Today, we have the support of a multitude of nurses, respiratory therapists, and ancillary staff from around the country, putting in shifts around the clock. We have the support of cardiologists and hospitalists handling admissions and logistics; primary care physicians, along with residents and attending physicians from other specialists functioning as interns; anesthesiologists providing procedural support around the clock; anesthesiologists and orthopedic surgeons constituting a “prone team” for mechanically ventilated patients requiring prone positioning; surgeons assisting with renal replacement therapy by placing peritoneal dialysis catheters; dermatology and ophthalmology residents who are volunteering to be trained to assist with peritoneal dialysis; and palliative care specialists and social work staff allowing families to see their loved ones remotely.
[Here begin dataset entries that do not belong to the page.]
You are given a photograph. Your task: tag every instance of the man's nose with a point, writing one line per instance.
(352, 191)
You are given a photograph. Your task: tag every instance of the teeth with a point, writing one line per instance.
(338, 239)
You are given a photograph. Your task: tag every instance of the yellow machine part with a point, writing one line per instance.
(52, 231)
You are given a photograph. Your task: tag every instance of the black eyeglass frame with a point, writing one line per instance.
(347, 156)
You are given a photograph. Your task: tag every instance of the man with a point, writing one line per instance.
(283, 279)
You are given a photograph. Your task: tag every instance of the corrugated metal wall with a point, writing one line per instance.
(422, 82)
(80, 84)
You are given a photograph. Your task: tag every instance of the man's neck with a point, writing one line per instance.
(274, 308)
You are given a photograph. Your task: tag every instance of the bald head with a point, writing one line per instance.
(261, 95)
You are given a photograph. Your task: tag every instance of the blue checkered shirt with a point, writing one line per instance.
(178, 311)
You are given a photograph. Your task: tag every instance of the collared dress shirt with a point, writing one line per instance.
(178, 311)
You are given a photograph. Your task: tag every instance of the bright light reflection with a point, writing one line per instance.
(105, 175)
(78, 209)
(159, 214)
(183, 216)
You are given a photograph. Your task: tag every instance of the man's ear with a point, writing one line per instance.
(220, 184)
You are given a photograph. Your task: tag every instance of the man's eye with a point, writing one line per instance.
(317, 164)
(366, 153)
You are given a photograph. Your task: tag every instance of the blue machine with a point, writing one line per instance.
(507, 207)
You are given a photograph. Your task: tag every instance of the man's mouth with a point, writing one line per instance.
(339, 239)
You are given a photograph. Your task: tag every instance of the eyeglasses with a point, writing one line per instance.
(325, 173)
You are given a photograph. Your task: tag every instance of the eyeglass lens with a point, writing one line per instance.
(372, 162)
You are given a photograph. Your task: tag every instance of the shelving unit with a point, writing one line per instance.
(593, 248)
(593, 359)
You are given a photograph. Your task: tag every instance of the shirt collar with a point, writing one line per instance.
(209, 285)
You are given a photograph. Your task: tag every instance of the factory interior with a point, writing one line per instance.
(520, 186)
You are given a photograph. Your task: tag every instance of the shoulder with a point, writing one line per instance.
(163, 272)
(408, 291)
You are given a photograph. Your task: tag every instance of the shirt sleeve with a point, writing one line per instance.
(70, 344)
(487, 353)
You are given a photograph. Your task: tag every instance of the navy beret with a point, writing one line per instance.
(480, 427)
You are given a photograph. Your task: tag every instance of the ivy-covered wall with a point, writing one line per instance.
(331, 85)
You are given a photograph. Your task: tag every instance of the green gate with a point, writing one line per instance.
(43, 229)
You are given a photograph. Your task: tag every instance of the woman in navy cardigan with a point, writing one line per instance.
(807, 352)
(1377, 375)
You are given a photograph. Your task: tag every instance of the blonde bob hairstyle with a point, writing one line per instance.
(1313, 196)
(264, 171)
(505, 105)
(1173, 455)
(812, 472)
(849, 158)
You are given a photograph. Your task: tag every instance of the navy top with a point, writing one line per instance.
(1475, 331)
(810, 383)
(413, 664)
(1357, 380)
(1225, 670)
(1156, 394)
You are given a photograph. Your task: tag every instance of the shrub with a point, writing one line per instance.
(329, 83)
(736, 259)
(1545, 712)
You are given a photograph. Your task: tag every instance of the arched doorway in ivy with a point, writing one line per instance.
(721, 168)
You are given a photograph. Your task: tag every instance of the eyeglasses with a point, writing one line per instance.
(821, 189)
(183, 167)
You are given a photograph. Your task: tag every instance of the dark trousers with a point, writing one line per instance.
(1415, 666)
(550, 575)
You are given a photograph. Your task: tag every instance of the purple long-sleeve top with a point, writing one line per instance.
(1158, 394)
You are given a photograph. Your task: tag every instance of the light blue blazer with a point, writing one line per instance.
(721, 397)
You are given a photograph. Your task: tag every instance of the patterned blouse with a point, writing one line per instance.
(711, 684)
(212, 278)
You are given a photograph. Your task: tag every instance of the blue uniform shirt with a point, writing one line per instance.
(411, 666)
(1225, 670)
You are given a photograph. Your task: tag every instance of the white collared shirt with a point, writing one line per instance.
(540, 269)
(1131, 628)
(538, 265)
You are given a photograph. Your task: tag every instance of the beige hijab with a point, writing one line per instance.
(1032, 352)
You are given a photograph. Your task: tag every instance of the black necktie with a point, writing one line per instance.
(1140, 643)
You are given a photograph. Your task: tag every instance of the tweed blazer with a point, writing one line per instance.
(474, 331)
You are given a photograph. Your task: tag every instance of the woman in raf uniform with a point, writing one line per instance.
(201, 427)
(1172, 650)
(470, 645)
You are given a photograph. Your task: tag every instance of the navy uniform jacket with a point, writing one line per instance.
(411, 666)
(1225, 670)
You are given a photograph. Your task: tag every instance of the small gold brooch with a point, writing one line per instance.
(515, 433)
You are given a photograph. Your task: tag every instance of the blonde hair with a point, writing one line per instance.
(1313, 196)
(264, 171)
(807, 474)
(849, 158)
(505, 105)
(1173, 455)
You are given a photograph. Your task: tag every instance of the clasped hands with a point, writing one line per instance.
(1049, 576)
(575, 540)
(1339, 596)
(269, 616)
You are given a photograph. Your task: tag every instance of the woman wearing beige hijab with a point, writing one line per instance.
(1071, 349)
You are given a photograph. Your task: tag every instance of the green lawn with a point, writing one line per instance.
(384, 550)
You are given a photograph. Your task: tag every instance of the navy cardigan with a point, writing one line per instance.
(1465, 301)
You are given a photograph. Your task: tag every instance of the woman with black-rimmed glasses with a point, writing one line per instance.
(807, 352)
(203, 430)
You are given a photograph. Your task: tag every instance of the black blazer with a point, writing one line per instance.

We have recently successfully performed the first three cannulations for veno-venous extracorporeal membrane oxygenation for patients with refractory respiratory failure at our center, with the capability to expand this capacity. Finally, what we have to show for all these efforts are the success stories. During this unprecedented, sustained, and generation-defining pandemic, we are proving to ourselves as much as to anyone else that our accomplishments at the end of this all will undoubtedly be a tour de force.